7. Conclusions, recommendations and the way forward
This chapter explored the role of entrepreneurial education in Namibia. It can be concluded that Namibians have a strong will in terms of entrepreneurial education, but the actual implementation of relevant programmes remains a challenge for the economy. It is clear from this chapter that entrepreneurship should be promoted on a much larger scale, and more extensively, in order to reach communities in Namibia. Youths should be exposed to business settings, to help them develop and foster the right attitude in order to develop entrepreneurial skills abilities and skills.
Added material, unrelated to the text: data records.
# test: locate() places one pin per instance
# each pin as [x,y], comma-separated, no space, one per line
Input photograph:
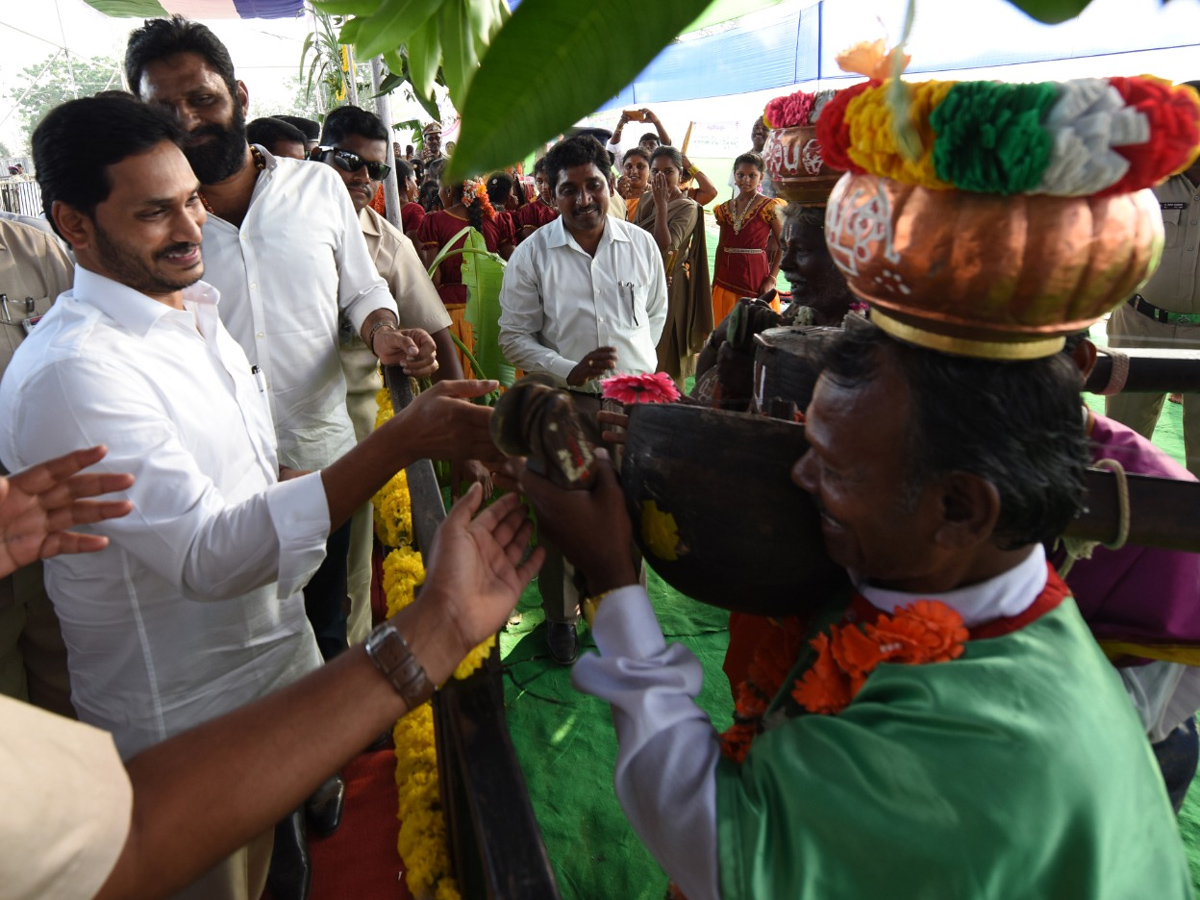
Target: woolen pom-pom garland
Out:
[1091,137]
A constant and deliberate effort should be made to educate Namibians more in entrepreneurship, and this can be done by taking the following points into consideration:
Young pupils, starting from primary school, should be exposed to business concepts in order to develop the right mindset (skills and competencies to develop better).
Successful integration of entrepreneurial education will also require patience and respect from the various ethnic groups who exist in Namibia.
The theoretical components in the education curriculum should be balanced with practical work to develop competencies that will stimulate the entrepreneur.
A Namibian who is already in business should be mentored to perform to the best of their ability and try to develop some competencies.
Institutions of higher learning such as the University of Namibia, who offer courses in entrepreneurship, should help with convincing the nation that a mindset change is needed and the conditions need to be fulfilled.